The decomposition of solid waste at landfills produces harmful air emissions, including methane gas, which contributes to global climate change and may create fire and explosion hazards; volatile organic compounds, which contribute to smog; and other hazardous air pollutants. Under EPA regulations, large municipal solid waste landfills that were constructed or modified after May 1991 must have landfill gas collection and treatment systems. With these systems, methane gas from landfills may be captured, converted, and used as an energy source. For more information about landfill gas, its regulation and re-use, visit EPA’s website at and

In November and December, 2003, EPA and DNREC officials inspected the Cherry Island Landfill, located at 12th Street and Hay Road in Wilmington. One of three DSWA-operated landfills in Delaware, this 240-acre facility is designed to hold 10.42 million tons of solid waste, including municipal and residential solid waste, construction and demolition debris, tires, household yard waste and appliances.

EPA estimates that waste decomposition at the landfill annually produces more than 100 tons of methane gas, 25 tons of nitrogen oxide, and more than 50 tons of non-methane organic compounds. Cereza Energy Inc. has a lease agreement with DSWA to operate a collection system for landfill gas, which Cereza processes and sells to Conectiv’s Edgemoor plant for energy production.

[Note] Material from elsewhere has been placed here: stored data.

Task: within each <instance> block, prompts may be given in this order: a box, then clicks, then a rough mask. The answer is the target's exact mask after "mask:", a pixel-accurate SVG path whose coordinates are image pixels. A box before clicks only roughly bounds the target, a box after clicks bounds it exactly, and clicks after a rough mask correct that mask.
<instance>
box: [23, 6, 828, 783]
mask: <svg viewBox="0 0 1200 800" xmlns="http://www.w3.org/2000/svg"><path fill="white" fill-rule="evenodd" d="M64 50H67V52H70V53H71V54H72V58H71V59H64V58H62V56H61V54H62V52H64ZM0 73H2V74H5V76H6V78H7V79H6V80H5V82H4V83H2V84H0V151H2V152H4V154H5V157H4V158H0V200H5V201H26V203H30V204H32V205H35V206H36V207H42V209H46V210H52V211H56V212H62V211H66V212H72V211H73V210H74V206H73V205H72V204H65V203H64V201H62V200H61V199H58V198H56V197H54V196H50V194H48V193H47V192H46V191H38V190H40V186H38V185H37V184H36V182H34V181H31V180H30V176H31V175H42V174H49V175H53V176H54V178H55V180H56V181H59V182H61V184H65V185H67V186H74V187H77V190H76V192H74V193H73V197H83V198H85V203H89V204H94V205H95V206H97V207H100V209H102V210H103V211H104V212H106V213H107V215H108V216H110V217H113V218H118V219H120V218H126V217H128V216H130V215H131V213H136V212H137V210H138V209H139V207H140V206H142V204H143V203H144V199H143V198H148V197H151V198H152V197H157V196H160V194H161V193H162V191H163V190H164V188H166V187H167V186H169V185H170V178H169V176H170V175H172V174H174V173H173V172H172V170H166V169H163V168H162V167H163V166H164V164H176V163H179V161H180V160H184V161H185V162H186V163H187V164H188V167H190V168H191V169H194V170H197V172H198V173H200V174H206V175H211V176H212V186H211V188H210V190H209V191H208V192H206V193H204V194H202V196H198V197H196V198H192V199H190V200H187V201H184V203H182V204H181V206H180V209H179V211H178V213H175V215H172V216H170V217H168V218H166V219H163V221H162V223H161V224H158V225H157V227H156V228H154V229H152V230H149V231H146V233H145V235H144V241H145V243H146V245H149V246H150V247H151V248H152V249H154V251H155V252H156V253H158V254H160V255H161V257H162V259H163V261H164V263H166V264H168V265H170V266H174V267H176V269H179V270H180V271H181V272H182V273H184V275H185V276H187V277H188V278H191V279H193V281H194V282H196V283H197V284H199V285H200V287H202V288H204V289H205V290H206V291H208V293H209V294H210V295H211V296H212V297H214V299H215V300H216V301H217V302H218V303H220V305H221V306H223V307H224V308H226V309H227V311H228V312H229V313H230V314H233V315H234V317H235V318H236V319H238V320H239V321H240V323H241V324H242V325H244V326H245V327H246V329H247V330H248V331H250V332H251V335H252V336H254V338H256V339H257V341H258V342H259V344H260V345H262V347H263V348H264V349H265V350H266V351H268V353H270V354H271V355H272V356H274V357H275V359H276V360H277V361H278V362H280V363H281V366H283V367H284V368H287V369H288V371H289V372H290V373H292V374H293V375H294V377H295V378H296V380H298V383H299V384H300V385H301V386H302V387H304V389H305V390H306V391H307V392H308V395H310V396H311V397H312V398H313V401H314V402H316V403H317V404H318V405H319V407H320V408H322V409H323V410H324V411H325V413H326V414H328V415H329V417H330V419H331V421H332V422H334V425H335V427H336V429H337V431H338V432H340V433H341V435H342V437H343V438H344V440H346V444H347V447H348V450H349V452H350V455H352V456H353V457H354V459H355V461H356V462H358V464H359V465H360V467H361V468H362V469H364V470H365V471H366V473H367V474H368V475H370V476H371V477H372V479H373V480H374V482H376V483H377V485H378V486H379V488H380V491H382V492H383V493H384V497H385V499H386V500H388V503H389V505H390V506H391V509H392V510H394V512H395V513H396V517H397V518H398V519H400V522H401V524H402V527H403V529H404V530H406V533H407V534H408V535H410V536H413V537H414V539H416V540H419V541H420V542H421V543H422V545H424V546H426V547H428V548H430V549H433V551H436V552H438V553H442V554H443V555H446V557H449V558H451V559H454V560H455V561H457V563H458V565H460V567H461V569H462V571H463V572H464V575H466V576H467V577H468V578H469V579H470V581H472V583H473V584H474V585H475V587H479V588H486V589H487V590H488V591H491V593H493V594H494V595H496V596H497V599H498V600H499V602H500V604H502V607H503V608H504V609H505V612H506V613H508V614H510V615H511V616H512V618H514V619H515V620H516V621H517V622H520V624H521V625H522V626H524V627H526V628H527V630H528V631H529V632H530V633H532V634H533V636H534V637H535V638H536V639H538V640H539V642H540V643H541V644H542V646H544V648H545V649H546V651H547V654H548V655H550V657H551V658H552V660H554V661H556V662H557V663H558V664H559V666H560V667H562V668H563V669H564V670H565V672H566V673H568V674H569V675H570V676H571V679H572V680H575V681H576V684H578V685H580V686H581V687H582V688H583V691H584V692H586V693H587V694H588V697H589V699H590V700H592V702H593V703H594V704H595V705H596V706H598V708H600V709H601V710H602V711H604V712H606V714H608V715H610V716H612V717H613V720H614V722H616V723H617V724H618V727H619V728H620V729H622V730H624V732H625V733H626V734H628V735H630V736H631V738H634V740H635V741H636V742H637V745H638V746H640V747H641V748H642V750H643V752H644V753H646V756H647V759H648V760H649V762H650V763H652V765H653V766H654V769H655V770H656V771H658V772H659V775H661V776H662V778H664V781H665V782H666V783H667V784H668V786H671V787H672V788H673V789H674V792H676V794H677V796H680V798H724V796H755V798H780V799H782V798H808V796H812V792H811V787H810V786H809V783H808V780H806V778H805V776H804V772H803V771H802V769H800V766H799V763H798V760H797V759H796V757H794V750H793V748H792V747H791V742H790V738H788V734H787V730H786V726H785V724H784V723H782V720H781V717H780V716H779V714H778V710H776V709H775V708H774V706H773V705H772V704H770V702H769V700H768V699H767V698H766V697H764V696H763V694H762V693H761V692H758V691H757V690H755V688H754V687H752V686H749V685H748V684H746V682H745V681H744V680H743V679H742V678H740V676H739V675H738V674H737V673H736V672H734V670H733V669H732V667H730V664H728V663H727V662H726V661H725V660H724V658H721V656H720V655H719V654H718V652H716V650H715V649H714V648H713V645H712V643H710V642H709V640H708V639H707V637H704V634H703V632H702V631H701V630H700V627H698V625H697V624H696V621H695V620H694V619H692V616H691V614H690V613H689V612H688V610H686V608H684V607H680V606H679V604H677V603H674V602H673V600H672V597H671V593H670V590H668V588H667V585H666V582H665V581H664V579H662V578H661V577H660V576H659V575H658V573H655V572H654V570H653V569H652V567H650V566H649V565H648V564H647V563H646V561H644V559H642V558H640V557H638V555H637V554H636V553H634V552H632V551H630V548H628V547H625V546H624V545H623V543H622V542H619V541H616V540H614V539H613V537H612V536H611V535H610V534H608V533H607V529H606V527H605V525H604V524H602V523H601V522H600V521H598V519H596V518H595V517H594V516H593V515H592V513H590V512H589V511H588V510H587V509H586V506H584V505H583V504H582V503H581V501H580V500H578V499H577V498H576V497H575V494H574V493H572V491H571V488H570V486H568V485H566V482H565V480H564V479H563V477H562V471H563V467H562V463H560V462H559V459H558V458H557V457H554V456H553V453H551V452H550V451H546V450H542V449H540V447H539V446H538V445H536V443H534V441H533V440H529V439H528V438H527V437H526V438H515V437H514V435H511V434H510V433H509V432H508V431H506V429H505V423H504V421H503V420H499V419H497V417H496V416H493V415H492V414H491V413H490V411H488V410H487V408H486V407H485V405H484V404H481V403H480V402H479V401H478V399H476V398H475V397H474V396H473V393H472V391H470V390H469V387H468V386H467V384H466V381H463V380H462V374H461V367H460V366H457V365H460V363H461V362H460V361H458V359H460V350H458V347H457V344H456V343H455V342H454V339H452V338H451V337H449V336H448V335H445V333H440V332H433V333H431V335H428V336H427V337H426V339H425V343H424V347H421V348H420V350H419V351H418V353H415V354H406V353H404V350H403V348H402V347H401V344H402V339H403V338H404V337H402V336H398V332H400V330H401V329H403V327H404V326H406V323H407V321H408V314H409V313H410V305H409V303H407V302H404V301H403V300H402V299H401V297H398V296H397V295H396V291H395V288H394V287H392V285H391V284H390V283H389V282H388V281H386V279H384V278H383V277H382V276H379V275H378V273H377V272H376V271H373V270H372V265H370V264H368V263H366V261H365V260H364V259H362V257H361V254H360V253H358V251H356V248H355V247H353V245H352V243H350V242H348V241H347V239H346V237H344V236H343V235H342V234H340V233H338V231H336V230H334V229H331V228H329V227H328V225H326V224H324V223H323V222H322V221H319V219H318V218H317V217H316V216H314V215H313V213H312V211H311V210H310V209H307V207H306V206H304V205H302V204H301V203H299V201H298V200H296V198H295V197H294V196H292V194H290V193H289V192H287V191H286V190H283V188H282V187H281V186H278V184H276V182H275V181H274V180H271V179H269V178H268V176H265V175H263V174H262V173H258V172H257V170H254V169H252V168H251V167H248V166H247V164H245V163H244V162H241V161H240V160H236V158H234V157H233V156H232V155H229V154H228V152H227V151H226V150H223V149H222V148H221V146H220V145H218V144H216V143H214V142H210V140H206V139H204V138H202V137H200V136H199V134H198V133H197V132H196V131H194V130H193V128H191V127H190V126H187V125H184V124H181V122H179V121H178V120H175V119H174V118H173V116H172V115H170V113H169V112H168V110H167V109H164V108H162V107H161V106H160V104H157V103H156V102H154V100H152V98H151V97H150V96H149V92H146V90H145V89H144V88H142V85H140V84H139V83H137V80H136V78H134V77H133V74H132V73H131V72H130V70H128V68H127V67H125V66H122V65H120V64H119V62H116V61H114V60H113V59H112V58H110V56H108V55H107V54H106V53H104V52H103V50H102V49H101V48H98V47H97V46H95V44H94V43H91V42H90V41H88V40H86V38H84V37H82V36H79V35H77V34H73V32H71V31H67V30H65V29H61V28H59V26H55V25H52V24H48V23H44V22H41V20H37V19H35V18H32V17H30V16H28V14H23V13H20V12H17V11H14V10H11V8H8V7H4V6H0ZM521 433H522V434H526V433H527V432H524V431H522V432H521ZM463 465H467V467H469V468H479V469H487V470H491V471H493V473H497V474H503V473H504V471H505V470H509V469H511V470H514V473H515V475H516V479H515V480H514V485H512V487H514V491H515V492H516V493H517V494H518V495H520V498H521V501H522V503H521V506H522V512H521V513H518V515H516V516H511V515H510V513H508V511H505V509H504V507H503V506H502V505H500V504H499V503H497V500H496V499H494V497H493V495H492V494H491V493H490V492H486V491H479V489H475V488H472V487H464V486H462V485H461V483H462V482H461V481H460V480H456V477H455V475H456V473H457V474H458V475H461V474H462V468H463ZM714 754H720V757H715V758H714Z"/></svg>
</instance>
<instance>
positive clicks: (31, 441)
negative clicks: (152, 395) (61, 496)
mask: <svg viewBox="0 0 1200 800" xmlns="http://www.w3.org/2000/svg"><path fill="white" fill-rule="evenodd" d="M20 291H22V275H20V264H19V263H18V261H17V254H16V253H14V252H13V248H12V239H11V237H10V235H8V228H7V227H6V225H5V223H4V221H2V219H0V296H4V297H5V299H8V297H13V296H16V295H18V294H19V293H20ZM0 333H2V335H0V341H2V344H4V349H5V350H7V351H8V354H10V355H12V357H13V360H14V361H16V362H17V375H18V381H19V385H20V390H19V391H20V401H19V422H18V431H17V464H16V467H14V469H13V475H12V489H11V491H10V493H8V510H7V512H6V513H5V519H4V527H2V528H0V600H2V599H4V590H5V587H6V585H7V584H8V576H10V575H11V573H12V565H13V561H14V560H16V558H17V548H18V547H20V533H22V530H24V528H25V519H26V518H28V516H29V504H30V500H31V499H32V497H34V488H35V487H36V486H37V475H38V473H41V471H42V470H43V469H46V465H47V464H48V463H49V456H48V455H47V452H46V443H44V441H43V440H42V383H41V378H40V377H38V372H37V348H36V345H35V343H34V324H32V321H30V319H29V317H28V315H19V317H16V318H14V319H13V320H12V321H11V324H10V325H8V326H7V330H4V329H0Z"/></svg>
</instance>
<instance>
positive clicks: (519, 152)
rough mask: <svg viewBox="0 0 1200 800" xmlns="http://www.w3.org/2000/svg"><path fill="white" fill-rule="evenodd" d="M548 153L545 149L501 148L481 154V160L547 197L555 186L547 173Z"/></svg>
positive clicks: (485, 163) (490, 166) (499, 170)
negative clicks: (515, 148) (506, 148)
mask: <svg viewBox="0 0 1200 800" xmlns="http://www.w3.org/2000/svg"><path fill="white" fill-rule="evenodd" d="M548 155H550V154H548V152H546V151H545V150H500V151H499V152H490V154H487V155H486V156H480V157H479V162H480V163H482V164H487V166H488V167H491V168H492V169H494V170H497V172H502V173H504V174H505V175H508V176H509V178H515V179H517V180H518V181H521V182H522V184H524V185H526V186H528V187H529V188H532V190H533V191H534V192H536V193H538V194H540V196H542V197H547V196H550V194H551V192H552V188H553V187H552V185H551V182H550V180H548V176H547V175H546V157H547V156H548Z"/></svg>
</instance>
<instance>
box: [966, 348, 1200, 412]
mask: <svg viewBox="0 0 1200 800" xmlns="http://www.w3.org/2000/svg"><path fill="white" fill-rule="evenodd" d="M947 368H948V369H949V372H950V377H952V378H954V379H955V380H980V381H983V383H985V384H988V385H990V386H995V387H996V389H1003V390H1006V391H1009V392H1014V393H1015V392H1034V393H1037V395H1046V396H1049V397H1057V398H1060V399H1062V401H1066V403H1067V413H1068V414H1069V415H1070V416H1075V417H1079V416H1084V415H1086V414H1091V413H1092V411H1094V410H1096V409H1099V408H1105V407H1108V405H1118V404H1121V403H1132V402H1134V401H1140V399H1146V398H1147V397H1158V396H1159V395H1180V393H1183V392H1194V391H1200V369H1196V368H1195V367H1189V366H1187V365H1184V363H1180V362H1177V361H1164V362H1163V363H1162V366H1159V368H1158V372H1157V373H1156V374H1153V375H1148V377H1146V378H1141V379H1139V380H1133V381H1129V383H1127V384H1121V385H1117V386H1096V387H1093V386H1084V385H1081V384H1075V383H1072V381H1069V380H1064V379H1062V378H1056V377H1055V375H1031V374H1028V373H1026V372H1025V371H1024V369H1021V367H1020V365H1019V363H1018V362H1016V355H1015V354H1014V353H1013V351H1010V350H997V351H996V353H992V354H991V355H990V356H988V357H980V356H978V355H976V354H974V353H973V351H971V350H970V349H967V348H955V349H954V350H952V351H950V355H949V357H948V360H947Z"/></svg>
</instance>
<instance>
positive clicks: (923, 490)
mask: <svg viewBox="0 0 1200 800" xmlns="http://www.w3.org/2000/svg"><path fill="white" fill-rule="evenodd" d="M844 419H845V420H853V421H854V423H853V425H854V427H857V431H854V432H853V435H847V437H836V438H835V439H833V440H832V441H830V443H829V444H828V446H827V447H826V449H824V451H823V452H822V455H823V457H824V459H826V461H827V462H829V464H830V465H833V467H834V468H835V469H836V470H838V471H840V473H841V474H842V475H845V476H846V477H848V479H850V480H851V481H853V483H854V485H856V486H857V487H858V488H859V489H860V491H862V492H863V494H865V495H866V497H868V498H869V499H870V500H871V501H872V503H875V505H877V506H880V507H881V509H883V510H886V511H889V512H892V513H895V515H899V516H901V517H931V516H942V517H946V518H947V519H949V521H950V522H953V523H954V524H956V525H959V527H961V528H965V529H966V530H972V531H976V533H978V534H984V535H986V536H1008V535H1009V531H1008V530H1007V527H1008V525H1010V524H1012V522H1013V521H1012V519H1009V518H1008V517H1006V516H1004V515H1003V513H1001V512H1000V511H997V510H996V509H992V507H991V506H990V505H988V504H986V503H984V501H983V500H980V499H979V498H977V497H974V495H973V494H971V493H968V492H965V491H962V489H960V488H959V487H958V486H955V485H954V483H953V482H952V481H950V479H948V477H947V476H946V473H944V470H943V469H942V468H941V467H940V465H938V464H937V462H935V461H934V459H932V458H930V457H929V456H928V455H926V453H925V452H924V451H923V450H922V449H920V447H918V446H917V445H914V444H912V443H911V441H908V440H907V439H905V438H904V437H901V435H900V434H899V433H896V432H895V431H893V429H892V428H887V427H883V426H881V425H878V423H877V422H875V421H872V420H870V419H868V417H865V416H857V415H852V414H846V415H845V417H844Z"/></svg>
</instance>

On November 12 and 20, 2003, EPA and DNREC inspectors monitored landfill gas concentrations at sample wells and other locations throughout the landfill, documenting 32 points where surface concentrations of methane gas exceeded the Clean Air Act limit of 500 parts per million (ppm). At a followup visit on December 2, 2003, EPA and DNREC inspectors found that the landfill failed to take required corrective actions at three previously monitored locations, which still exceeded the 500 ppm methane threshold.

As part of the settlement, the Delaware Solid Waste Authority neither admitted nor denied liability for the cited violations.